In several places, produce is harvested which then can not be shipped to regular clients. Some growers decide to donate the produce to local charities.
The Berkshire Education and Correction Services aquaponics training facility at the Berkshire County Sheriff’s Office and House of Correction was getting ready to harvest its very first crop of lettuce when the county was crippled by the COVID-19 crisis. What do you do with nearly 1,700 heads of lettuce in the middle of a health pandemic? You donate them.
Thanks to the efforts of Robin McGraw, deputy sheriff and president of Berkshire Education and Correction Services, Mark Lefenfeld of Berkshire Bounty, Brenda Petell of Berkshire United Way and BUW volunteer Nina Garlington, all of the lettuce was distributed among various organizations throughout Berkshire County over the course of several days.

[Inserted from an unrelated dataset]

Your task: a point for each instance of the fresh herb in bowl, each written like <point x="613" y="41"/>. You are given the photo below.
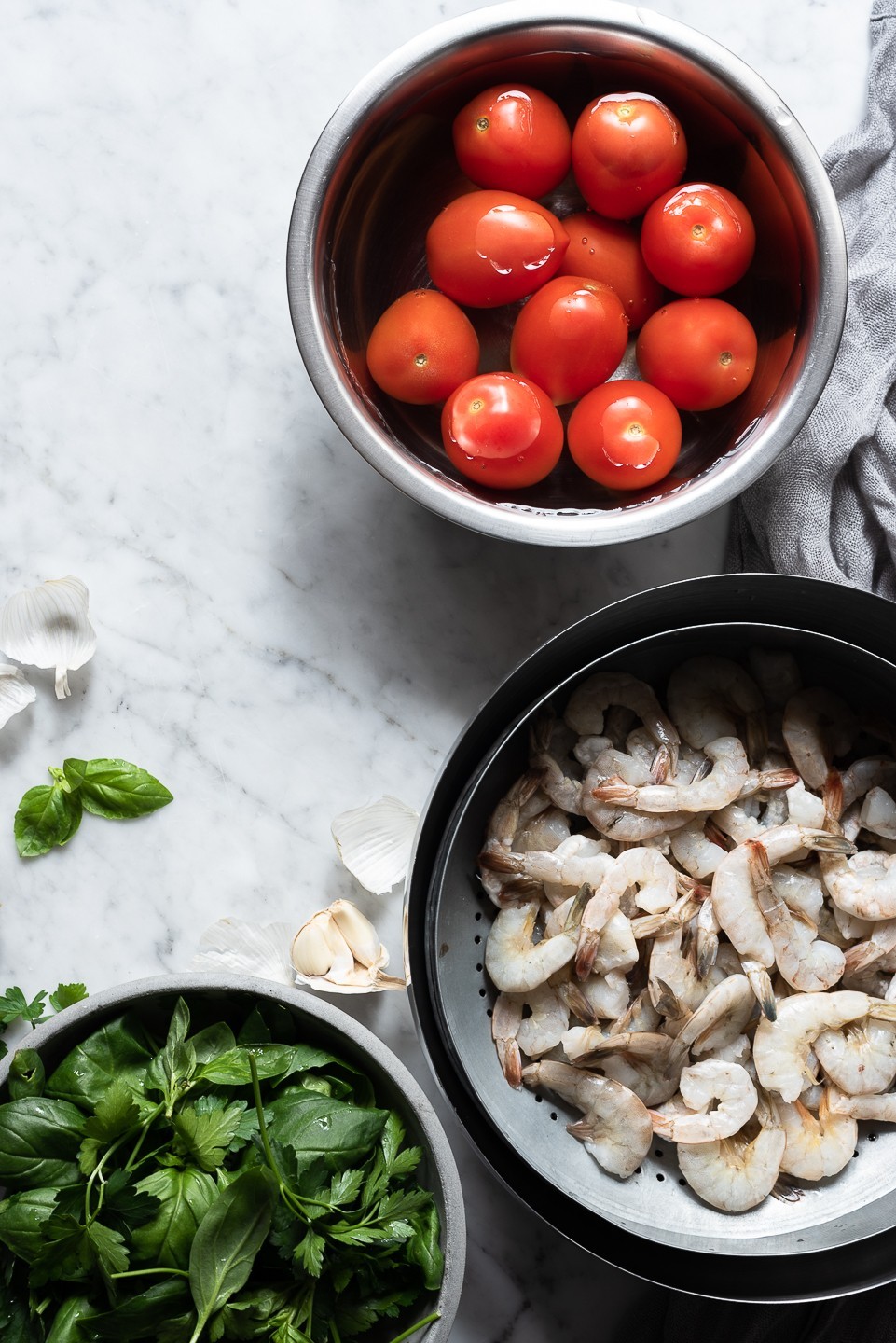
<point x="210" y="1186"/>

In Hughesville, a portion of lettuces which should have been on their way to the Bronx Terminal Center, went instead to 'Friends Feeding Friends'. Sales of the greens are to 'high end' restaurants in New York City while some are air-shipped, that is until the invasion of the coronavirus halted dining room service throughout the city's boroughs and nationwide. The halt left Lakeville Specialties, a hydroponic greenhouse near Washingtonville, with what to do with their product normally shipped twice a week.
The product was delivered by Penelope Shetler, vice president of operations and harvest supervisor at Lakeville. She said, "Of our 26 employees the harvest crew has been fully furloughed with maintenance on emergency call only. Otherwise, only a few workers arrive a couple days a week to bag for food pantries. Growers however, continue to seed in hopes by the time the 30-day cycle to harvest arrives, orders will come in. Due to the unknown future, growers are seeding two-thirds of our usual crop."